# Burning smell from A/C on startup



## jblackburn (Apr 14, 2012)

If you can easily duplicate it, take it to the dealer. I can only think it's the compressor clutch making that smell, but don't know why. 

Quite a few Cruzen have had their compressors replaced. 


Sent from AutoGuide.com App


----------



## Robby (Mar 1, 2013)

This car needs the A/C evaporator cleaned with the anti-fungal kit....and then have the Afterblow enabled.

Rob


----------



## obermd (Mar 3, 2012)

Robby said:


> This car needs the A/C evaporator cleaned with the anti-fungal kit....and then have the Afterblow enabled.
> 
> Rob


What tells you this? Not questioning your expertise but trying to learn.


----------



## Robby (Mar 1, 2013)

obermd said:


> What tells you this? Not questioning your expertise but trying to learn.


Stink on startup with A/C on..........no stink at startup if A/C was turned off prior to last shutdown.
If the A/C was shut down prior to shutoff the evaporator had additional airflow to help dry it off.

By performig the evaporator cleaning process you are taking the first step in a odor complaint resolution.......this because it is a well known problem in all automotive A/C systems.

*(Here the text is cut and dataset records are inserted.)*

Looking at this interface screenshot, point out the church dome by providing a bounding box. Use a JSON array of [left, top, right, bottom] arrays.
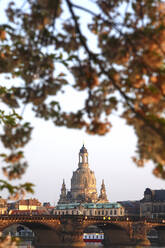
[[80, 145, 88, 153]]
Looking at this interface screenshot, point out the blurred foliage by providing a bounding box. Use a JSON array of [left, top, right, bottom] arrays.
[[0, 0, 165, 200]]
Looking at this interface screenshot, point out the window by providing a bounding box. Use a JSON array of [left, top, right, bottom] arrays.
[[147, 205, 150, 212]]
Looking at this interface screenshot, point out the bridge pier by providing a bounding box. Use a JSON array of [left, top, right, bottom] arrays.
[[33, 229, 61, 248], [156, 227, 165, 246]]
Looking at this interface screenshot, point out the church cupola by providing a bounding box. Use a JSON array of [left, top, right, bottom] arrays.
[[58, 179, 67, 204], [79, 145, 88, 168]]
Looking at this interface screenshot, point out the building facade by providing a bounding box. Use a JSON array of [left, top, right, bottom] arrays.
[[58, 145, 108, 204], [53, 203, 125, 217], [140, 188, 165, 218]]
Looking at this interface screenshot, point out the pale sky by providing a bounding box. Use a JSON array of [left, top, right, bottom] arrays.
[[18, 112, 165, 204], [0, 1, 165, 205]]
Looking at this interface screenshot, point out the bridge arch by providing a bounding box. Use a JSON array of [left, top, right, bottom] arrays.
[[83, 221, 130, 245]]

Any odor complaint, if no underhood leakage, noise, obvious problem is present, should trigger this response in a well trained repairman.
We all interpet odor differently......this one often is termed a burning odor, dirty diaper odor, stinky sock odor, dead animal odor.......fungus growing on the evap. tubes is the most frequent cause of this complaint.

Rob


----------



## jblackburn (Apr 14, 2012)

Out of curiosity, turn the AC off before shutting the car off. Then next time before you start it, flip the key to run, hit the AC button, then start the engine and see if the smell is there. That should tell you whether it's the evaporator or compressor making the smell. 

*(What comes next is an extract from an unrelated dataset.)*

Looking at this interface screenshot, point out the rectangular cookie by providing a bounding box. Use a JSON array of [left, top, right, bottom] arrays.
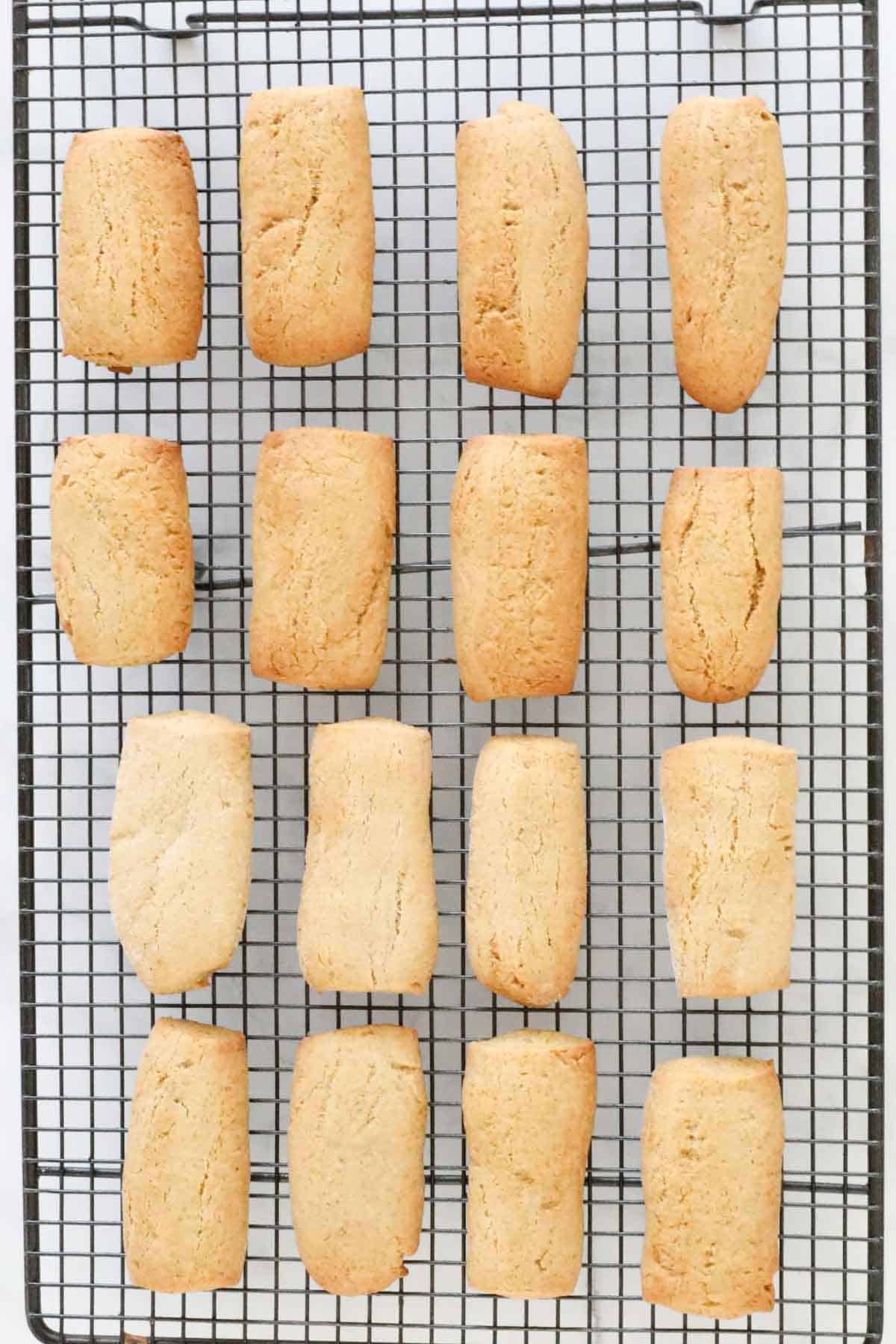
[[239, 84, 373, 368], [457, 102, 588, 398], [466, 736, 588, 1008], [641, 1055, 785, 1320], [659, 97, 787, 413], [289, 1025, 426, 1295], [659, 736, 798, 998], [298, 719, 438, 995], [50, 434, 193, 668], [121, 1018, 249, 1293], [659, 467, 785, 704], [59, 126, 204, 373], [250, 426, 395, 691], [451, 434, 588, 700], [464, 1028, 597, 1297], [109, 709, 252, 995]]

Sent from AutoGuide.com App


----------



## obermd (Mar 3, 2012)

Robby said:


> Stink on startup with A/C on..........no stink at startup if A/C was turned off prior to last shutdown.
> If the A/C was shut down prior to shutoff the evaporator had additional airflow to help dry it off.
> 
> By performig the evaporator cleaning process you are taking the first step in a odor complaint resolution.......this because it is a well known problem in all automotive A/C systems.
> ...


Thanks - I didn't equate OP's "metallic burning smell" to the dirty sock smell that I was constantly getting from my HVAC.


----------



## Chevy Customer Care (Oct 29, 2011)

scaredpoet said:


> So my 2011 Cruze LS is at 27,900 miles. And with the weather finally warming up, I've begun using the Air Conditioner now and then. Recently, I've noticed that when I start the engine, a metallic burning smell wafts through the A/C vents, then quickly disappears. If you've ever smelled the smoke from a oil-type smoke machine, it sort-of smells like that.
> 
> The only pattern I've noticed is that it seems to do this whenever the engine is started with the A/C on. If I remember to shut off the A/C before shutting of the engine, no burning/smokey smell.
> 
> Anyone else notice this, or know what it might be? Obviously it doesn't seem like a good thing. Though, I've never had a car before that complained just because I forgot to switch off the AC compressor before turning off the engine.


scaredpoet,

I am sorry to hear you are having this concern. I would like to look further into your situation. Please private message me your VIN, mileage, address, and phone number so we can assist in a resolution. Look forward to hearing from you.

Erica Tiffany
Chevrolet Customer Service


----------



## scaredpoet (Nov 29, 2010)

Robby said:


> Stink on startup with A/C on..........no stink at startup if A/C was turned off prior to last shutdown.
> If the A/C was shut down prior to shutoff the evaporator had additional airflow to help dry it off.


Yeah, see, I'm aware of what A/C fungus smells like. This isn't fungus.

It also seems to have stopped. If it happens again though, it's going tot he dealer.


----------



## AutumnCruzeRS (Sep 10, 2012)

Could be a resistor burning out or fan relay?


----------